Gibraltar slams Spain over ‘fanciful’ tax claims

Authorities in Gibraltar have slammed claims by a top Spanish official that the UK-held territory costs Spain €1 billion ($1.3 billion) a year in lost tax revenues, saying the figure is "a financial flight of fancy".

Gibraltar slams Spain over 'fanciful' tax claims
Spain accuses Gibraltar of not doing enough to tackle tobacco smuggling and money laundering, arguing that the territory operates as a tax haven. Photo: Marco Moreno

"The wealth that Gibraltar enjoys cannot continue to be based solely on an economy that is clearly damaging for our country and for the European Union," said Spain's Minister for European Affairs Íñigo Méndez de Vigo in an interview with the country's conservative ABC newspaper.

"The (Spanish) tax office estimates that Gibraltar's current fiscal regimen is causing losses" close to a €1 billion ($1.3 billion) for Spain, the minister added.     

His comments come a week after the EU's anti-tax fraud agency Olaf urged Spain and the UK to tackle the issue of money laundering and tobacco smuggling in the UK territory home to just 30,000 people.

Spain accuses Gibraltar of not doing enough to tackle tobacco smuggling and money laundering, arguing that the territory operates as a tax haven.

Gibraltar has no sales tax and a 10 percent levy on company profits, well below Spain's rate of 30 percent. Some 16,000 firms are officially registered in the territory, with Spain arguing many of these firms are taking advantage of advantageous tax rates.

The Olaf report backed Spanish claims that the territory's economy damaged Spain, Méndez de Vigo told ABC, saying Spain's ruling party had been attempting to address the issue since coming into power.

But Gibraltar authorities on Tuesday reacted strongly to the minister's comments.

The €1 billion figure was a "financial flight of fancy," the government was quoted as saying in a statement.

There were 15,673 active companies registered in Gibraltar, but only 66 of these had Spanish nationals living in Spain as shareholders, said the government to back up its claims.

“This helps to clearly demonstrate that Gibraltar is, unsurprisingly, not seeing significant numbers of Spanish individuals using Gibraltar’s financial services,” the statement read.

Gibraltar's government added that the territory's 2010 tax laws had been approved by the EU with only Spain holding out.

Instead of holding on to "medieval hang-ups on Gibraltar", Spain should work with the territory for the economic good of the region around The Rock, said Chief Minister Fabian Picardo.

Picardo also stressed the positive impact of Gibraltar's economy on the region.
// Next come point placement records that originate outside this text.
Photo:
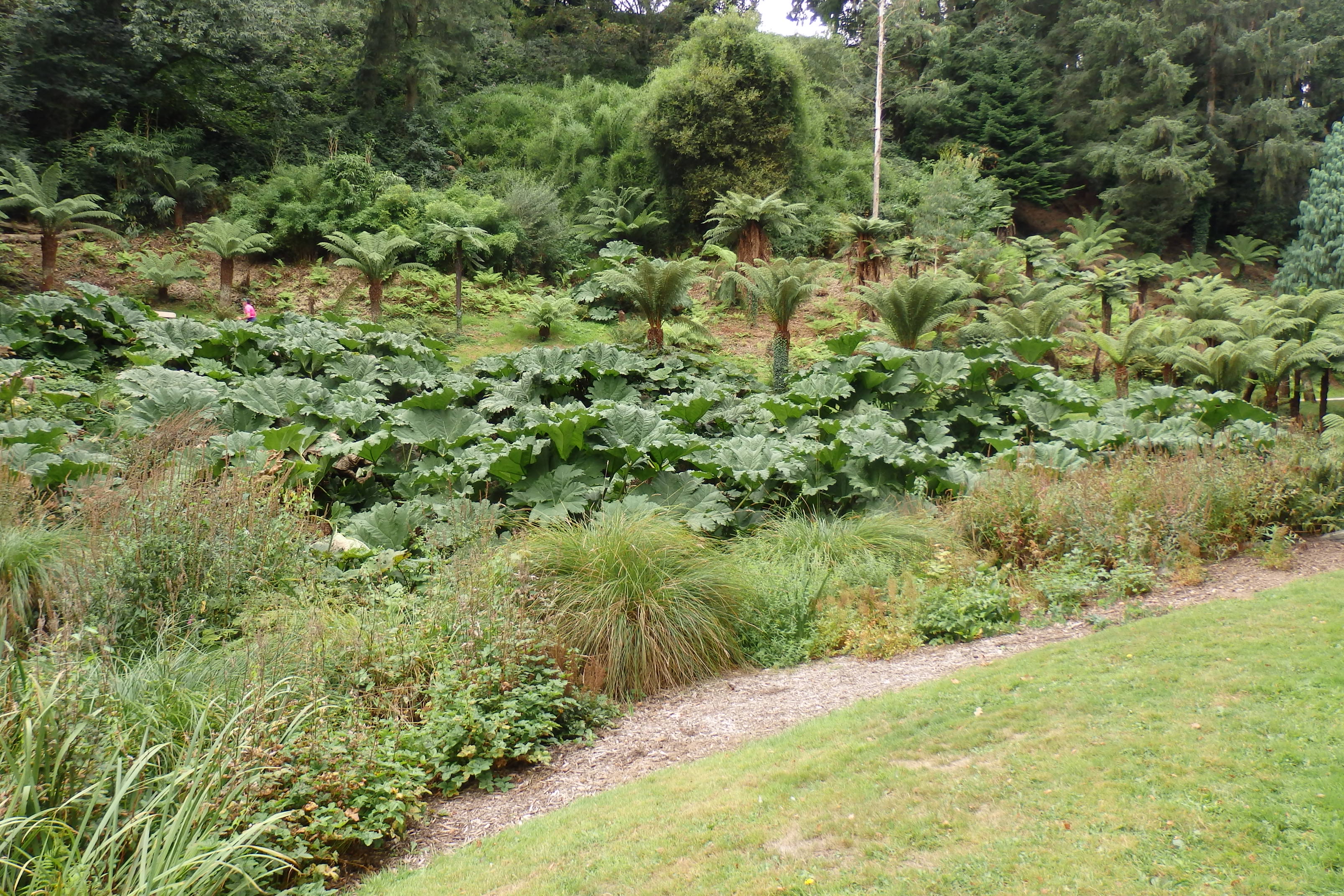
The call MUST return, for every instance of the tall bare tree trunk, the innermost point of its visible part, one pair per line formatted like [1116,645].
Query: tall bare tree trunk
[375,299]
[877,109]
[49,261]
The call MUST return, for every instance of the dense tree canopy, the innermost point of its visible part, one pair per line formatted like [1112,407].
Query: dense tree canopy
[1195,120]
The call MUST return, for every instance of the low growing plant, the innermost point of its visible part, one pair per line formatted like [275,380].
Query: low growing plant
[644,601]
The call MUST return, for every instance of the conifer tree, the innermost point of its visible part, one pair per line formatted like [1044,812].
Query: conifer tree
[1003,107]
[1316,258]
[726,116]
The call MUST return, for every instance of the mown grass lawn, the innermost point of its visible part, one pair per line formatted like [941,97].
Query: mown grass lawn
[1196,753]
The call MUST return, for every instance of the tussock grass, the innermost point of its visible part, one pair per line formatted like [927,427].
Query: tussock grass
[1194,753]
[648,603]
[834,542]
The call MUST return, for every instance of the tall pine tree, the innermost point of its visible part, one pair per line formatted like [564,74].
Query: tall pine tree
[1170,105]
[1316,258]
[1003,105]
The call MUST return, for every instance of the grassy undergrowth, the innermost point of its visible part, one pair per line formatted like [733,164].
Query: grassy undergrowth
[1194,753]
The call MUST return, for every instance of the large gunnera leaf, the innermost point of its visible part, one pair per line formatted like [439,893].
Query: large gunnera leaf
[439,430]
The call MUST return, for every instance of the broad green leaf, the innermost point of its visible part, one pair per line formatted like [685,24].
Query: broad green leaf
[941,370]
[555,495]
[611,387]
[698,504]
[820,390]
[34,432]
[439,430]
[565,426]
[295,437]
[387,526]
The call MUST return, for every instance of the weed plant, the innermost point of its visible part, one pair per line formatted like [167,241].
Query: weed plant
[828,585]
[1144,508]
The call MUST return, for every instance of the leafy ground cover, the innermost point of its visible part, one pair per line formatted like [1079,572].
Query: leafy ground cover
[1191,753]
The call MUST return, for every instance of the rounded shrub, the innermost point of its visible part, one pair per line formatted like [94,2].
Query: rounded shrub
[643,600]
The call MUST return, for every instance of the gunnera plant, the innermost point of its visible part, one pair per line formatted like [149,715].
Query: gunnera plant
[643,600]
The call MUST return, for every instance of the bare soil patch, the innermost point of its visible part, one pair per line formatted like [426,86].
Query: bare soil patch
[718,715]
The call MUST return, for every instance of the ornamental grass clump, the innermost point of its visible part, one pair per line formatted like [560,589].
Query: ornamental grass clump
[643,600]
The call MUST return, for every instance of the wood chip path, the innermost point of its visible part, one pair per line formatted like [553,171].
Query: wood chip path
[718,715]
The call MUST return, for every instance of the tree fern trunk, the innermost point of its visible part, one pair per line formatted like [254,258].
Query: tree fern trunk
[780,361]
[49,261]
[375,299]
[458,276]
[226,278]
[1326,391]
"Apart from the jobs we already create for the region and the saving on unemployment benefits there are also the salaries that flow from Gibraltar to Spain, the social insurance set-offs, the spending of Gibraltar residents in Spain and the supply to Gibraltar businesses of goods and services," he said.

"Mendez de Vigo would therefore do better to concentrate on that sort of co-operation with Gibraltar and move on from just bashing the Rock in August, which is fast becoming one of the hallmarks of this PP (government) administration."

Relations between London and Madrid became particularly strained last year after Gibraltar dropped 70 concrete blocks into the sea in July, in what its government said was an attempt to create an artificial reef.

The move had the effect of also blocking Spanish fishing boats from operating close to the airport runway, and Madrid responded by introducing stringent border checks.

Spain has repeatedly criticized Gibraltar for failing to clamp down on its imports, and many in Spain see the UK territory with 30,000 residents as a haven for smugglers and tax evaders.